Another day of WTF as everyone tries to figure out what this complete financial and political debacle means for their homes, their jobs, and their pensions.
A bit of historical insight from Howard Fineman which some of you might have missed in yesterday’s welter of bad economic news: Bailout Ushers in the Era of Obama
Fineman has articulated clearly something I’ve been suspecting all along since the amazing bailout debacle of the last few days: this is the death knell of Modern Republicanism.
Even if Sen. Barack Obama loses the presidential election – and of course he may – the playing field of our politics now has shifted seismically in his philosophical direction.
The era of cowboy capitalism has died, largely of self-inflicted wounds. Who knows what’s coming now? I do: A new era of tight business regulation and government intervention in the markets.
For now, and perhaps for many years, there will be no going back.
Fineman then traces back the beginnings of Modern Conservatism to Reagan, Hayek and the contention that Government intervention only made things worse.
These laissez faire chickens are now coming home to roost.

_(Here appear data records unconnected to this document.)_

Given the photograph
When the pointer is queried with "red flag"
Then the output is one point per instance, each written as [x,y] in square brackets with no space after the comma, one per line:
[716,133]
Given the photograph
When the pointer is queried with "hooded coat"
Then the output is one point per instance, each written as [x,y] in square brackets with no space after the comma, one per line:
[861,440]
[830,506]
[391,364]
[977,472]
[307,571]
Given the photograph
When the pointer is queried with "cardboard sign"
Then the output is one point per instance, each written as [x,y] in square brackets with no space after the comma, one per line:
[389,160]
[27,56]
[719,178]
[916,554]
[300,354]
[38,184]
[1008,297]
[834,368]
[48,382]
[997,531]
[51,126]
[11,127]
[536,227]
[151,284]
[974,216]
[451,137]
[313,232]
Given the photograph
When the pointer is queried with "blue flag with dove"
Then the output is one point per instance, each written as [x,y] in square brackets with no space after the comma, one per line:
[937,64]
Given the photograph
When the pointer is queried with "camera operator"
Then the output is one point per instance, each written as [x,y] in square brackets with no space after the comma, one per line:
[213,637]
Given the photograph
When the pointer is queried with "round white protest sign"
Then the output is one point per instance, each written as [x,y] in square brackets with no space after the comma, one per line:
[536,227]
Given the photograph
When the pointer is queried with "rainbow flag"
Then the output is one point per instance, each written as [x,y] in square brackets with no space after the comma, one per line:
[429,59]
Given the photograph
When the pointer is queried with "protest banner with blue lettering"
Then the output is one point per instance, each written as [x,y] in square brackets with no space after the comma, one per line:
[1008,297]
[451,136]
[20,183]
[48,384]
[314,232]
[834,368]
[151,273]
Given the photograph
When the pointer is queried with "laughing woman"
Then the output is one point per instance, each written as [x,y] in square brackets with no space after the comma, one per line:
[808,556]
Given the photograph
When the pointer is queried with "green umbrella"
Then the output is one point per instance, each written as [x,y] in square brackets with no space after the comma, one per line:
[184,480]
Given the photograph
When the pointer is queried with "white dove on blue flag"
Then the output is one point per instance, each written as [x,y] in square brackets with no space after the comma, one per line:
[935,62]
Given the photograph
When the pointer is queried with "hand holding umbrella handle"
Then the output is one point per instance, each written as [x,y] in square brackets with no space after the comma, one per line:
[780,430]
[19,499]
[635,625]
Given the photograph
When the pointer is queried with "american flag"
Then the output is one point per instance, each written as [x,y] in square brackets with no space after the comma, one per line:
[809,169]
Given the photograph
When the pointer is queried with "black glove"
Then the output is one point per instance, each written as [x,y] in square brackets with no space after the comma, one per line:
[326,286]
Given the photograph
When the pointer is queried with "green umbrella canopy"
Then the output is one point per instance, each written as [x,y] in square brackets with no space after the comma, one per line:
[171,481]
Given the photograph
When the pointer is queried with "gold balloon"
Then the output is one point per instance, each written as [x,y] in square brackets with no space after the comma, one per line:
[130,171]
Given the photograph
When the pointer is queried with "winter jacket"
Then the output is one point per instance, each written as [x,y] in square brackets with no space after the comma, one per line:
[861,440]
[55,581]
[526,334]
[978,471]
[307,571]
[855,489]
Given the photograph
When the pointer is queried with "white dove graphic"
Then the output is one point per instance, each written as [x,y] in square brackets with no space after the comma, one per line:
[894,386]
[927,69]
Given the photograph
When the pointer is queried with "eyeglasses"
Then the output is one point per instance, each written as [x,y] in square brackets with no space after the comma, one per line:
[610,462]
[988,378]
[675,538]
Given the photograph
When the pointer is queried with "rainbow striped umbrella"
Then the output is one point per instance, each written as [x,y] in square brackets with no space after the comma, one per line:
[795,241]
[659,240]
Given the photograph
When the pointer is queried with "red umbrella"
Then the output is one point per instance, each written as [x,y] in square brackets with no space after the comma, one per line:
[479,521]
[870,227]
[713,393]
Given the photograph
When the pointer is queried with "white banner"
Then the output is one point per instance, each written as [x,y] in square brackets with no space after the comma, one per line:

It is Wall Street, which has cashed in on a tide of deregulation, that is now coming cap and hand to the government. The hypocrisy is stunning. As Nouriel Roubini, who foresaw this whole crisis, writes:
This is again a case of privatizing the gains and socializing the losses; a bailout and socialism for the rich, the well-connected and Wall Street
This has many echoes to me – though writ on a much larger scale – of the crisis of British Conservatism after the downfall of Thatcher. The Conservative Party was then a coalition of two forces: social authoritarians who opposed all the liberal expressions of what they called the ‘permissive society’, and economic libertarians who preached a Hayekian view of small government and minimal intervention.
For a while they stuck together, but as soon as their interests diverged (especially in the sovereignty crisis of how to to pursue Britain’s role in the European Union) the coalition fell apart catastrophically. The Conservatives went on to lose the next three elections
I see a different but parallel version of that in the ideological and fiscal bankruptcy of the Republican Party today. The bizarre shotgun marriage of McCain and Palin is one expression of it. The tumultuous and unprecedented revolt of House Republicans against the plan of their President is another.
I see a long term collapse and near civil war among these divergent forces: but I’m a Brit watching from afar – though subject to the same credit crunch and potential depression as you all. Do you see the same thing as I do?